If you are one of the many people who enjoyed Chris Cleave's first book, 'Incendiary', you will be pleased to hear that its follow up 'The Other Hand', is no less compelling. Part-thriller and part-multicultural saga, Cleave's latest offering deals with some of the most pertinent topics in the current globalised climate. Here is a brief review of this excellent novel.
'The Other Hand' from Chris Cleave starts by describing the situation of its main protagonist, Little Bee. He has spent the previous two years in an immigration detention centre. While much of the opening alludes to Little Bee's hopes for a brighter future, a mysterious past event clings darkly to the fragile optimism of this 16-year-old Nigerian girl. The reader is left intrigued by Bee's insistence on keeping herself unattractive to men.
Africa through the eyes of the English
As the remainder of the young girl's story slowly unfolds, Cleave begins to introduce the rest of the characters. They are mainly the members of the O'Rourke family. The introduction of this English family (they are originally from the affluent
Kingston-on-Thames area) allows Cleave to explore Africa's past within an English present. This leaves the reader with the choice of deciding whether on one hand, 'On the Other Hand' is essentially dealing with what happens in Africa or whether it is essentially about how people from affluent Britain view what happens in Africa.
Thematic It explores essentially postmodern themes such as globalisation, immigration, political violence, etc. To his credit, Cleave never resorts to a typically postmodern ironic nod and wink. Rather, the book retains an intense and chillingly compressed edge that will keep most readers hooked. Characterisation Perhaps the top marks for Cleave have to be reserved for his often brilliant characterisation. It doesn't take long to feel a nudging empathy for Little Bee. His portrayal of Sarah O'Rourke (a neglectful mother and an unfaithful wife), often brings some welcome light relief to counter the mounting tension.

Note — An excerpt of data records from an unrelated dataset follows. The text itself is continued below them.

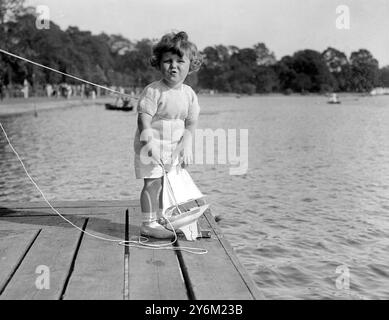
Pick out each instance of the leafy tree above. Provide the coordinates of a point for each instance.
(264, 56)
(339, 67)
(9, 9)
(365, 71)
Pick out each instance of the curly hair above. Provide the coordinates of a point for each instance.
(179, 44)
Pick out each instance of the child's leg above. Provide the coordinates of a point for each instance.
(149, 199)
(150, 202)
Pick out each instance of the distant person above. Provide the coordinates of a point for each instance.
(25, 89)
(165, 103)
(49, 90)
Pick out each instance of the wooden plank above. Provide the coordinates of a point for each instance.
(53, 249)
(22, 212)
(69, 204)
(99, 267)
(13, 247)
(153, 274)
(213, 276)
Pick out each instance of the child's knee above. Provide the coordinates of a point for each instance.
(153, 184)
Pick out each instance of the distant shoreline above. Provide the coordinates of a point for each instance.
(17, 106)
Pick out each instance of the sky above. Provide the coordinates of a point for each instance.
(285, 26)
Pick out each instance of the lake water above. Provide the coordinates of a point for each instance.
(314, 201)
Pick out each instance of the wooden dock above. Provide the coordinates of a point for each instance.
(43, 257)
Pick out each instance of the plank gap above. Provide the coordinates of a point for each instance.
(184, 272)
(20, 261)
(74, 259)
(126, 294)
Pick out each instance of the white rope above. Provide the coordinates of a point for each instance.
(142, 242)
(65, 74)
(128, 243)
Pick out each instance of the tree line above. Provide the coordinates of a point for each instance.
(114, 60)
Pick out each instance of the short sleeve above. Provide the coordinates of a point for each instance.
(147, 102)
(194, 108)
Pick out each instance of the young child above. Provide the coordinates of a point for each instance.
(168, 112)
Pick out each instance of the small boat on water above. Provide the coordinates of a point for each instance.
(110, 106)
(121, 105)
(334, 99)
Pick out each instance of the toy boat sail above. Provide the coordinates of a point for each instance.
(183, 203)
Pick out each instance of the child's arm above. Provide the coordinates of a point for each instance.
(146, 136)
(184, 148)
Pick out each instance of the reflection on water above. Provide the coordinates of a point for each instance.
(316, 195)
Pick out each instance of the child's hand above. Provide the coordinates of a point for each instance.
(186, 155)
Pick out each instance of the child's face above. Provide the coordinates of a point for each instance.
(174, 69)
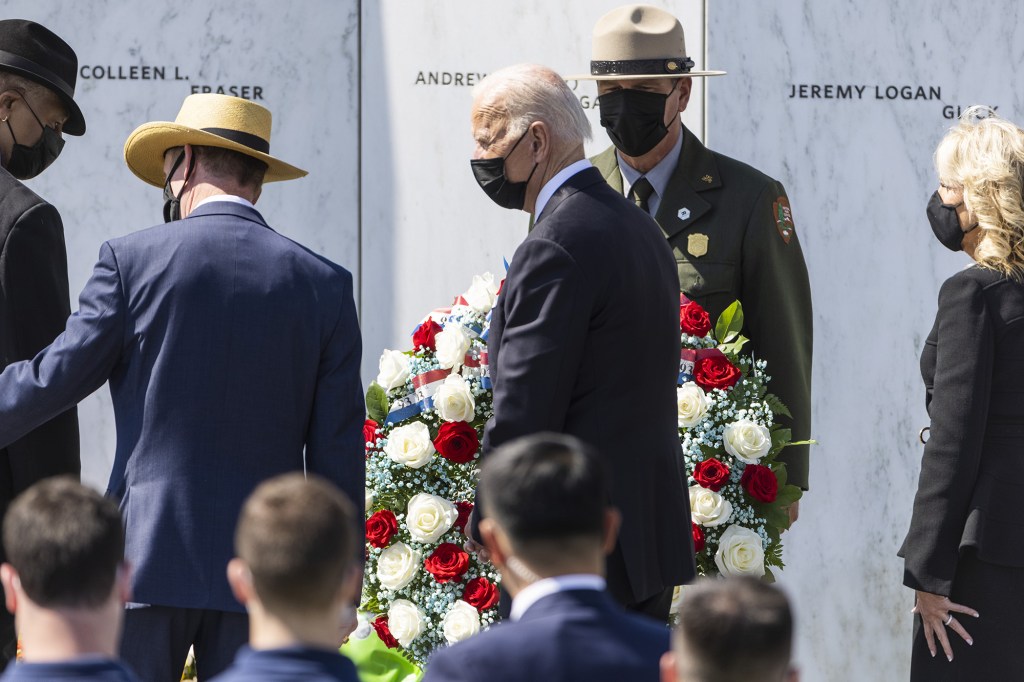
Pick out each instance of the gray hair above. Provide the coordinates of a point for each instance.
(528, 92)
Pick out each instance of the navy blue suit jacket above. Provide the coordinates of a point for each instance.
(573, 635)
(585, 340)
(232, 355)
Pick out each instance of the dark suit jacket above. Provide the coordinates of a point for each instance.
(34, 305)
(577, 635)
(972, 472)
(585, 340)
(749, 258)
(228, 349)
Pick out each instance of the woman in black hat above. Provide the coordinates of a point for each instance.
(37, 85)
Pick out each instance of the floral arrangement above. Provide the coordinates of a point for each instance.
(427, 410)
(738, 492)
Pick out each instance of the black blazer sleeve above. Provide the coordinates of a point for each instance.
(965, 348)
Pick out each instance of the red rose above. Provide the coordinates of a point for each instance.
(424, 335)
(457, 441)
(448, 562)
(465, 509)
(384, 632)
(480, 593)
(380, 527)
(711, 474)
(693, 320)
(760, 482)
(715, 372)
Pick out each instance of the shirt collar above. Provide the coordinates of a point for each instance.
(658, 176)
(535, 592)
(224, 198)
(549, 188)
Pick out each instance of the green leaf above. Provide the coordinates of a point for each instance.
(377, 403)
(731, 320)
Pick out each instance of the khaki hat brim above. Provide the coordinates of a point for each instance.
(145, 146)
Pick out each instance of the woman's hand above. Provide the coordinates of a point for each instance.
(936, 614)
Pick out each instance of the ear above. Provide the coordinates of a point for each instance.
(612, 519)
(668, 665)
(9, 577)
(241, 581)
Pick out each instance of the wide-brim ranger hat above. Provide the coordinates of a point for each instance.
(639, 41)
(207, 120)
(33, 51)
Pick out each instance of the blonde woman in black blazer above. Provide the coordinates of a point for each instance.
(965, 550)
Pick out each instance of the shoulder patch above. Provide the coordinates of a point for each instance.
(783, 218)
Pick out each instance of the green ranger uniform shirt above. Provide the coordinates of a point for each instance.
(732, 232)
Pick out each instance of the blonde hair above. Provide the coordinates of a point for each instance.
(984, 155)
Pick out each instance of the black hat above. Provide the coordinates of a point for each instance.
(37, 53)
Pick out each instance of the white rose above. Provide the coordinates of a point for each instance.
(454, 401)
(410, 444)
(740, 553)
(461, 622)
(452, 344)
(397, 565)
(429, 517)
(406, 621)
(708, 507)
(747, 441)
(691, 403)
(393, 368)
(482, 293)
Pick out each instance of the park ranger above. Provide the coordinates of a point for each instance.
(729, 224)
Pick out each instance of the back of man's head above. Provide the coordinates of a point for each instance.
(296, 535)
(545, 491)
(66, 542)
(733, 630)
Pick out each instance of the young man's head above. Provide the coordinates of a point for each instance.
(295, 547)
(65, 546)
(732, 630)
(546, 507)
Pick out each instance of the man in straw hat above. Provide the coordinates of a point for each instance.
(729, 225)
(37, 87)
(232, 355)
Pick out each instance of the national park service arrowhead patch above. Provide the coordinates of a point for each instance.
(783, 218)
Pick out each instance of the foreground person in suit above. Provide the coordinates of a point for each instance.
(548, 528)
(732, 630)
(66, 582)
(297, 574)
(585, 336)
(730, 226)
(232, 355)
(37, 85)
(964, 554)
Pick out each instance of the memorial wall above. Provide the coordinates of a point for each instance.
(843, 102)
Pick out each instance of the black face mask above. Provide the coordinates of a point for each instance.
(489, 175)
(635, 119)
(945, 223)
(172, 204)
(28, 162)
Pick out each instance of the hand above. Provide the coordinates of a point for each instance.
(936, 614)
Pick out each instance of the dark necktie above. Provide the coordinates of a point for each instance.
(640, 193)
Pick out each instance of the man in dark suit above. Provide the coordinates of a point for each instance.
(67, 583)
(548, 528)
(729, 225)
(232, 355)
(585, 337)
(37, 85)
(297, 574)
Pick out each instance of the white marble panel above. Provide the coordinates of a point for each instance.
(858, 171)
(427, 226)
(303, 58)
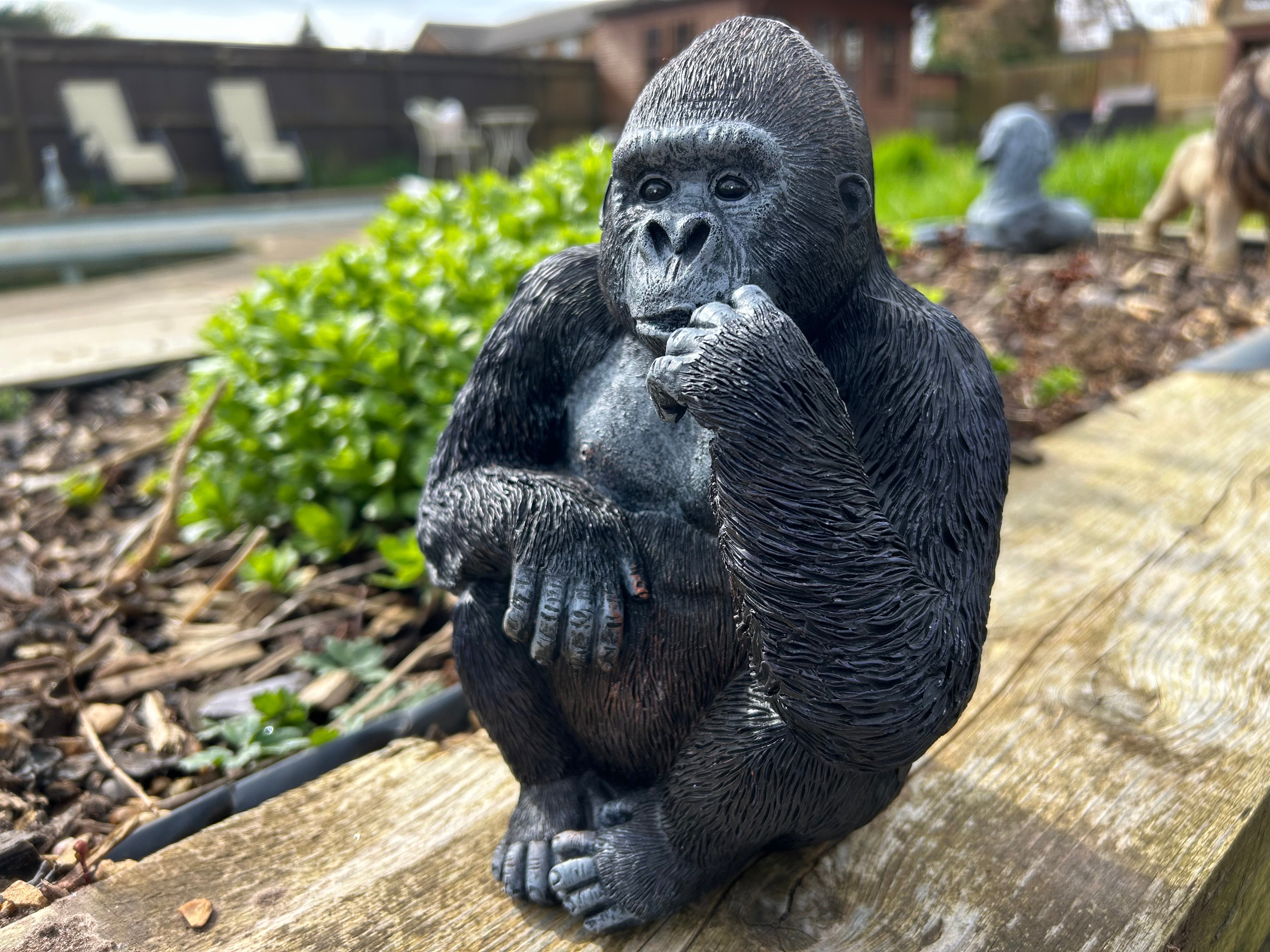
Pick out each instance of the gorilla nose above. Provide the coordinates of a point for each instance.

On the negative side, there are a couple of scenes (the beach scene and unfortunately, the ending) that lack a certain logic. In fact, both scenes resemble a 'plot device'. The characters are led to perform actions that readers feel certain that they would not actually take. The fact that both of these scenes are fairly crucial to the book, makes this lack of judgement on the part of the author rather disappointing. Verdict Despite these crucial negatives, on the whole, 'The Other Hand' is compelling, powerful and emotive. Its oft-repeated flirtations with melodrama never detracts the reader too much from the tense mysteries underpinning the book.